Although human diploid cell vaccine (HDCV) has been available for over two decades and has a proven record of efficacy, it is very expensive to produce and can only be made in small quantities.

METHODS

In this trial, we compared the safety and immunogenicity of a new, chromatographically purified rabies vaccine (CPRV) with those of HDCV. One hundred and thirty-five healthy veterinary students were randomized in a 2:1 ratio between CPRV and HDCV respectively. Each student subsequently received an intramuscular injection of 0.5 mL of CPRV or 1mL of HDCV on days 0, 7, and 28, according to the standard preexposure regimen.

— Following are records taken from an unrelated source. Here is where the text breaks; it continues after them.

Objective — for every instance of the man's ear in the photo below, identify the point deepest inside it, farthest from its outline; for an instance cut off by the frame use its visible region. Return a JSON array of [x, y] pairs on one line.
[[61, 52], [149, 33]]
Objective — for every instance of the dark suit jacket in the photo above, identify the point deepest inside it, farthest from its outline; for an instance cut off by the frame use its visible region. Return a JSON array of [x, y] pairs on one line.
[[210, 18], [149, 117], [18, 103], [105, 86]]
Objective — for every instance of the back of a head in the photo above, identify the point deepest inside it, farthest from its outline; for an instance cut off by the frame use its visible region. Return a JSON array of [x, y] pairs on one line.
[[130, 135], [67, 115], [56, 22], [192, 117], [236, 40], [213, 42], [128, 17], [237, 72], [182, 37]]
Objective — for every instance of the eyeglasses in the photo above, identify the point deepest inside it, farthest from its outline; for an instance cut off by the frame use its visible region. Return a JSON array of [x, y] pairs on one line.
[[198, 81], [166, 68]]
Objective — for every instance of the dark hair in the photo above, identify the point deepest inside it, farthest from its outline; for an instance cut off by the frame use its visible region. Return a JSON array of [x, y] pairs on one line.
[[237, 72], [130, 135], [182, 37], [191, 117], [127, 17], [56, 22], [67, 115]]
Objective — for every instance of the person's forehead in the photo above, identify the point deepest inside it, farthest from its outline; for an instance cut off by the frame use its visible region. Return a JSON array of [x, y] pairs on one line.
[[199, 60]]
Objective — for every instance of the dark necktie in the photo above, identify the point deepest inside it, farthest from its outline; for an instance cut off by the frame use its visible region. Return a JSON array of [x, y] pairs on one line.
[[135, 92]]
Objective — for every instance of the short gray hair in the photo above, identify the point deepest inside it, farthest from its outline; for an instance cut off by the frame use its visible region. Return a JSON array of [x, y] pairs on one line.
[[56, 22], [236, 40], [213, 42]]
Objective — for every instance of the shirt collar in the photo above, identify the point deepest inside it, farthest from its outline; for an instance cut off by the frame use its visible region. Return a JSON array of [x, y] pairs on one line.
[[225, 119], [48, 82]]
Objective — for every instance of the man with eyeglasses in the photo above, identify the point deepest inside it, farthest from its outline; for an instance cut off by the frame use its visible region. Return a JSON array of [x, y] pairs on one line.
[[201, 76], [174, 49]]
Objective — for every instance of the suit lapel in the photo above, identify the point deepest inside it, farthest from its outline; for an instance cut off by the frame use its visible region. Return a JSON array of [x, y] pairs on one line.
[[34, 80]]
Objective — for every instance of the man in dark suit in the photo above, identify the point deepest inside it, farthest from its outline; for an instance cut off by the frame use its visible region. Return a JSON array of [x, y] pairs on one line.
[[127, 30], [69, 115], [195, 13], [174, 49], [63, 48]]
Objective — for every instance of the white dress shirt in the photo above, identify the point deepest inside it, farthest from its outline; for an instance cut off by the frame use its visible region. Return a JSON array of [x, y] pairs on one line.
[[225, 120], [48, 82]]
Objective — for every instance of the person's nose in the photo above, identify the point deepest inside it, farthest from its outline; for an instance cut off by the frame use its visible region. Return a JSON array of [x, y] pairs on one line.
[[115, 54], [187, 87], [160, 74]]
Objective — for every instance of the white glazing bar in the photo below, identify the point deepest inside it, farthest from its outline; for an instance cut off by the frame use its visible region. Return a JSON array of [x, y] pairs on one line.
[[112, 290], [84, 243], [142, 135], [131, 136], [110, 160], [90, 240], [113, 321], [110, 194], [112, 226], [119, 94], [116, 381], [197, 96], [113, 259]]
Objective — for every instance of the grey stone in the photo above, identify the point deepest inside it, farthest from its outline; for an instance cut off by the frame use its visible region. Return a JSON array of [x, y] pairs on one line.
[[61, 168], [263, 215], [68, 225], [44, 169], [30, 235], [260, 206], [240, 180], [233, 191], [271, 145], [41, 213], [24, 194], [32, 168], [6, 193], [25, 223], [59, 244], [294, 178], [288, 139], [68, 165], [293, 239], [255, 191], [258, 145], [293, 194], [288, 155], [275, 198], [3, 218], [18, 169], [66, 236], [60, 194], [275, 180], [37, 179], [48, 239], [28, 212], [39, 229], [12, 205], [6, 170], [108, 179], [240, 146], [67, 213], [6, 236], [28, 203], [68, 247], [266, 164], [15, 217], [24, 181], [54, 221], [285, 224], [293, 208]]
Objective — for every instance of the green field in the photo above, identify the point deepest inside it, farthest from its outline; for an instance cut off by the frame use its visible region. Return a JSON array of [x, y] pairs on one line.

Local safety data were collected for 7 days following each dose and systemic safety data for 42 days following the first dose. Vaccine administration and safety evaluation were performed by different site personnel. Sera for immunogenicity analysis were collected on days 0 (prevaccination), 28 and 42.

RESULTS

All subjects achieved an antirabies antibody titer greater than or equal to the World Health Organization (WHO) accepted threshold level of seroconversion of 0.5 IU/mL after only two of three doses of vaccine in both groups. The geometric mean titers (IU/mL) in the CPRV and HDCV groups respectively were 6.54 (range 0.50 to 64.80) and 10.22 (range 0.70 to 51.40) on day 28, and 40.51 (range 5.40 to 278.00) and 37.71 (range 5.40 to 278.00) on day 42. The percentage of subjects experiencing local reactions within 3 days after any dose ranged from 65.2% to 80.9% in the CPRV group and from 77.3% to 84.4% in the HDCV group. The local reaction reported by the greatest percentage of subjects after each dose was pain/tenderness at the injection site, and most reactions were mild. Most of the reported local reactions resolved within 0 to 3 days postvaccination. Systemic reactions decreased from 76.4% after dose 1 to 36.0% after dose 3 in the CPRV group, and similarly from 55.6% to 31.8% in the HDCV group. For all postdose periods, the systemic reaction reported by the highest percentage of subjects was myalgia. No subjects experienced an immediate local or systemic reaction.

CONCLUSIONS

In healthy adults, vaccination with CPRV using a preexposure schedule resulted in a safety and immunogenicity profile similar to that of HDCV.